I set out to make dinner. Cooking is one of the things I enjoy when I have the time. If you need recipe or meal suggestions in this time, let me know. We consider ourselves experts in creative cooking and meal planning because we try to use what we have on hand. Tonight, it was chicken and brussel sprouts alfredo over rustichine pasta. (One of the fancy pastas Phil got at Aldi because the basic pastas were all gone.) We watched an episode of Hyperdrive, (well, the kids and husband did; it’s not my favorite show) then I took the kids for a walk after dinner.
They both brought bubble wands with them, among other toys. My son rarely travels without a stuffed animal and/or a car of some kind. It was windy and cold, and the breeze took the bubbles farther than we could blow them. Watching them float was soothing and fun. My daughter remarked that they were just floating along, nothing bothering them and that’s how life should be. It was kind of a huge thought for one who just turned 12, but she’s been overhearing adult conversations her whole life. And she’s a deep thinker.
Still it stopped me. Bubbles are a uniquely summer thing, and I tried to imagine each bubble as a little blob of happy lightness. I hope someone was looking out their window and saw us.
Back home, I took a shower while the kids did more screens in the form of active video games and creative games. We exceeded my idea of how much screen time we should have today. Tomorrow, we’ll try to do better. I started another book (because I finished one this morning). For the last hour before bedtime, the kids did a Hot Wheels tournament while I worked on the frustrating puzzle. I had to take a whole section apart and redo it because the pieces looked like they fit but they didn’t.

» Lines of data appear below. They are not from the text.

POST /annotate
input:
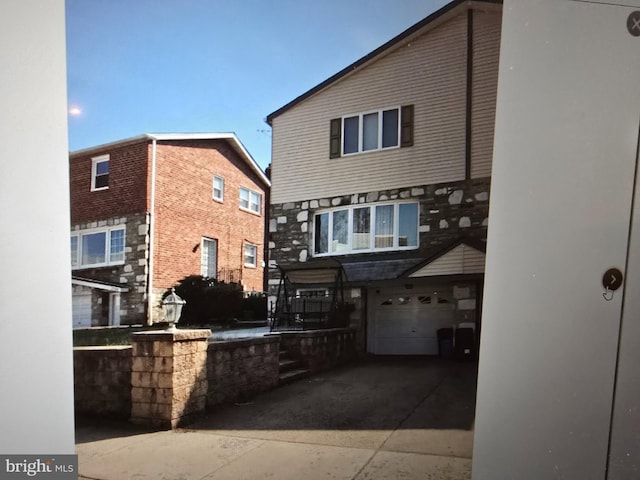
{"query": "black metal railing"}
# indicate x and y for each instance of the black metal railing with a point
(229, 275)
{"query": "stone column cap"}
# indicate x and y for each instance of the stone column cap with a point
(174, 334)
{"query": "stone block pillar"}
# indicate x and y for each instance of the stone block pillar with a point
(168, 377)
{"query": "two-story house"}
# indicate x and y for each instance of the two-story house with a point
(385, 167)
(148, 211)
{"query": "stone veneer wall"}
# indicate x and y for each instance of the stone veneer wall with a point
(238, 369)
(320, 349)
(448, 211)
(168, 376)
(133, 273)
(102, 381)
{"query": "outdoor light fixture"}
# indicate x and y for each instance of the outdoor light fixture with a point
(172, 308)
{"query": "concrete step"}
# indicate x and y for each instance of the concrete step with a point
(292, 375)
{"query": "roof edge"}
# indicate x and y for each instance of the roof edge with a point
(370, 56)
(470, 242)
(230, 137)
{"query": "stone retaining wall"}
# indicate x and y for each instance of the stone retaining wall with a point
(169, 377)
(320, 349)
(238, 369)
(102, 381)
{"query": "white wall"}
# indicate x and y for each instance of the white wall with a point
(36, 382)
(565, 159)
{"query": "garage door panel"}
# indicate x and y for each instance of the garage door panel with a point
(406, 323)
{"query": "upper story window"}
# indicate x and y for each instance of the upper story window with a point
(366, 228)
(100, 173)
(250, 200)
(370, 131)
(218, 188)
(250, 255)
(98, 247)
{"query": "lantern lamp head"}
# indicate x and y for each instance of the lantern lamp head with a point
(172, 308)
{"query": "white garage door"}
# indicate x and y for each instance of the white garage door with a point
(81, 305)
(406, 321)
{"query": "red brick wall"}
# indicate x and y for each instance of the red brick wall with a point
(127, 192)
(186, 211)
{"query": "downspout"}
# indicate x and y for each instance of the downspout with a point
(151, 222)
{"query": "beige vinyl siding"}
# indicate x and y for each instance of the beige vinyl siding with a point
(430, 73)
(463, 259)
(486, 50)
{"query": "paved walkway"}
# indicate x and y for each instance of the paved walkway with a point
(389, 418)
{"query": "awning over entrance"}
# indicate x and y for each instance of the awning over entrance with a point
(317, 272)
(99, 285)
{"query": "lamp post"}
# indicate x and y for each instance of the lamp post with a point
(172, 308)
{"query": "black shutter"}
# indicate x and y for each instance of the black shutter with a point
(406, 129)
(335, 138)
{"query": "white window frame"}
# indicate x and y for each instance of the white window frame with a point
(255, 255)
(253, 198)
(360, 117)
(372, 223)
(219, 198)
(94, 171)
(76, 263)
(204, 267)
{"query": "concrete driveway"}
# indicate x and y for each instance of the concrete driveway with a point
(382, 418)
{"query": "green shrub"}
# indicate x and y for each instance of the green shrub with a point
(209, 301)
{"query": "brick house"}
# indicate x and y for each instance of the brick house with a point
(385, 168)
(150, 210)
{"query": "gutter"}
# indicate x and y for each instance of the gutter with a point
(151, 223)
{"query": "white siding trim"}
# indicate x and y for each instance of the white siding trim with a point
(463, 259)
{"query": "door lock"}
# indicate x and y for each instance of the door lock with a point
(611, 281)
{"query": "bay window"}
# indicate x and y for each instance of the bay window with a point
(389, 226)
(96, 248)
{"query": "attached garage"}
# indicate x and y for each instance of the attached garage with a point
(443, 291)
(405, 322)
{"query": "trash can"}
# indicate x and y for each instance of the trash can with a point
(445, 342)
(465, 344)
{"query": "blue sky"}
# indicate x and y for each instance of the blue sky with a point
(156, 66)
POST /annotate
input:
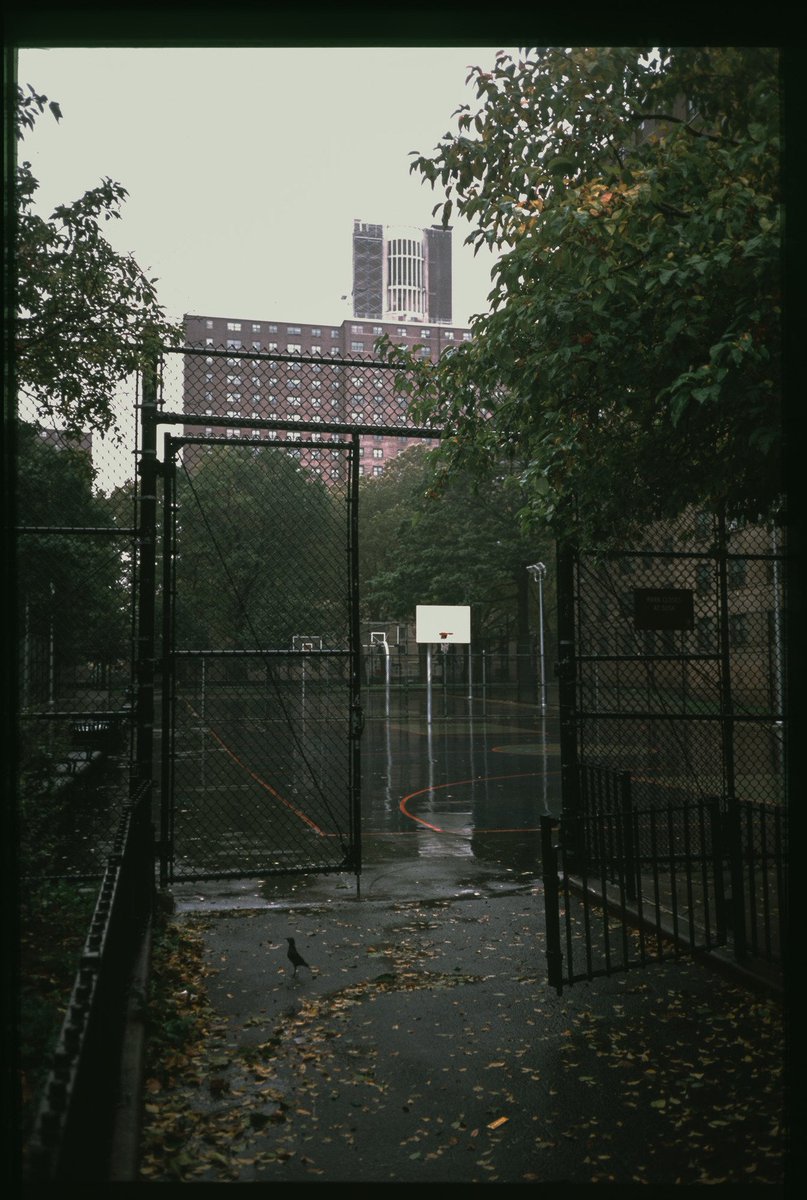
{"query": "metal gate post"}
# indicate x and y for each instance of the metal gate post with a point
(551, 905)
(167, 689)
(727, 727)
(148, 471)
(357, 712)
(567, 683)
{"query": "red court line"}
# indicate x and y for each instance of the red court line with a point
(258, 780)
(461, 783)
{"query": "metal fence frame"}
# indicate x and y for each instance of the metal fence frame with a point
(748, 837)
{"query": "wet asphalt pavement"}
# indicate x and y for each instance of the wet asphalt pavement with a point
(424, 1044)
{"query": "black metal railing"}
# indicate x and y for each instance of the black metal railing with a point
(627, 885)
(73, 1131)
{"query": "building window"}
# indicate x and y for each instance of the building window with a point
(736, 573)
(737, 629)
(703, 577)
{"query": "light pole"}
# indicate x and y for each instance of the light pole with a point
(537, 571)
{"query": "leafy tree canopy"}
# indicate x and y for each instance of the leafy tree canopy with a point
(84, 313)
(631, 354)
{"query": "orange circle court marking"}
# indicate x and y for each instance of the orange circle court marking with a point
(464, 783)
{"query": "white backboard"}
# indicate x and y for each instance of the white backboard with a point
(442, 623)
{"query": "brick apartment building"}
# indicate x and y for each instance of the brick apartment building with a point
(320, 373)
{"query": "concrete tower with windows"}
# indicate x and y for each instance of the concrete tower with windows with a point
(402, 274)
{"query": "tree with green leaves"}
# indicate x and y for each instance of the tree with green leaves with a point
(631, 353)
(85, 316)
(426, 539)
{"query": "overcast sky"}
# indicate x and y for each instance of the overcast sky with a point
(246, 167)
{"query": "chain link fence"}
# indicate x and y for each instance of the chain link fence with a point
(293, 397)
(76, 562)
(680, 695)
(258, 691)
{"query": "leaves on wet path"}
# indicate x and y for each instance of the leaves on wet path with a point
(410, 1060)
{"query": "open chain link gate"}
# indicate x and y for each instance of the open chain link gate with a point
(249, 709)
(259, 765)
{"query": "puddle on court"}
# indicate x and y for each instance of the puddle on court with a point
(448, 808)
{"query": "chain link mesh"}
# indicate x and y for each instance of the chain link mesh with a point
(261, 687)
(656, 701)
(293, 397)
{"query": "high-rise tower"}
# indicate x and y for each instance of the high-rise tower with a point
(402, 274)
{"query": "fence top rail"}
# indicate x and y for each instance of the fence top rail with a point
(263, 423)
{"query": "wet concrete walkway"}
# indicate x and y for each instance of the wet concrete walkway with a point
(424, 1044)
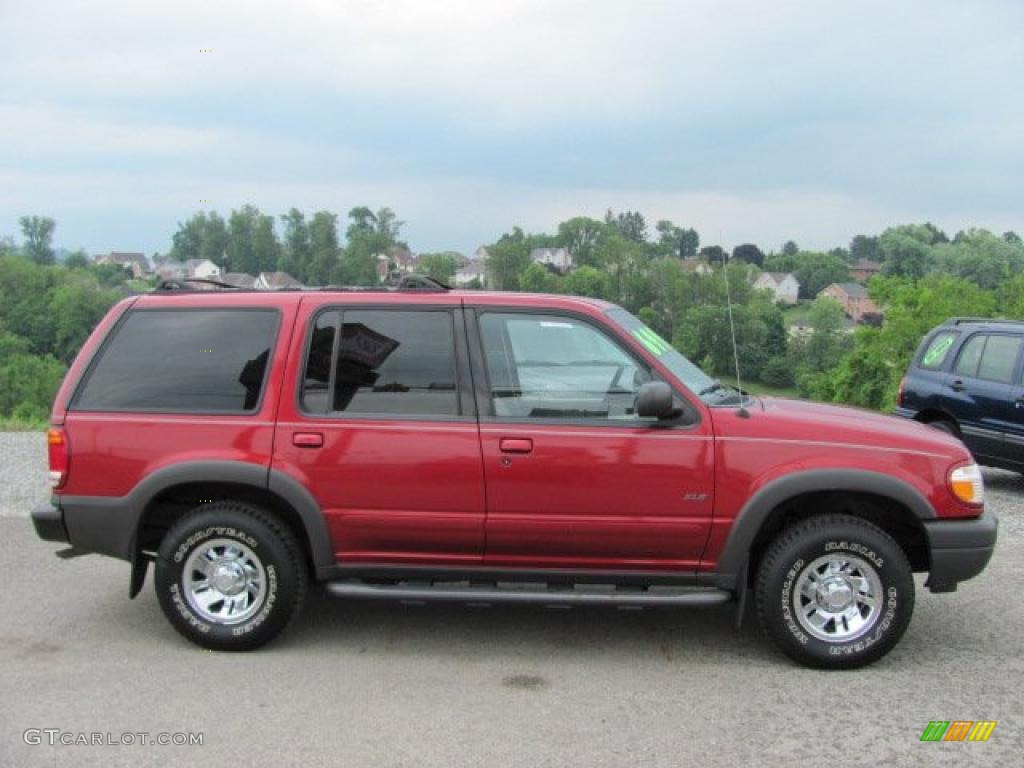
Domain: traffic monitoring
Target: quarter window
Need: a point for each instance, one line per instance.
(182, 360)
(551, 367)
(938, 350)
(381, 361)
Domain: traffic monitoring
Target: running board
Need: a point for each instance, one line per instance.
(535, 594)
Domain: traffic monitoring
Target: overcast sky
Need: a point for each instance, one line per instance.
(749, 121)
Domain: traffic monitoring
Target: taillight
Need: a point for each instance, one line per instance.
(56, 443)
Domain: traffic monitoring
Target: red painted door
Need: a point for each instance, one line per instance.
(573, 477)
(383, 432)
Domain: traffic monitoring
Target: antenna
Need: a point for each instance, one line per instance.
(732, 329)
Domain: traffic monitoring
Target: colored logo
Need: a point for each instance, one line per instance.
(958, 730)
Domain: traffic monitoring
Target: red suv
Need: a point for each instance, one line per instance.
(425, 443)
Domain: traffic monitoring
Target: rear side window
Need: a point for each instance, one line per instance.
(938, 350)
(999, 358)
(992, 357)
(382, 361)
(190, 360)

I’m hoping for a later wake-up time for the kids tomorrow.
I stayed up late watching the latest episode of Outlander and another episode of Jamestown. If you don’t know by now, historical fiction is my go-to escape. I did my nails and worked on a cross-stitch project while I watched. I checked on some friends via text message, and I’m trying to schedule some video calls. I’m realizing how difficult this time of distancing is going to be for my daughter who is a social butterfly. Me, on the other hand, I’ve been prepping for canceled plans and staying home my whole life. I will get stir crazy. I know this from the month-long recovery from surgery in the fall. But I won’t suffer as much from social distancing as my extraverted family members.
We learned some things about how this schedule does and does not work today. Making some adjustments for tomorrow.
How did your Monday go? What adjustments are you making today?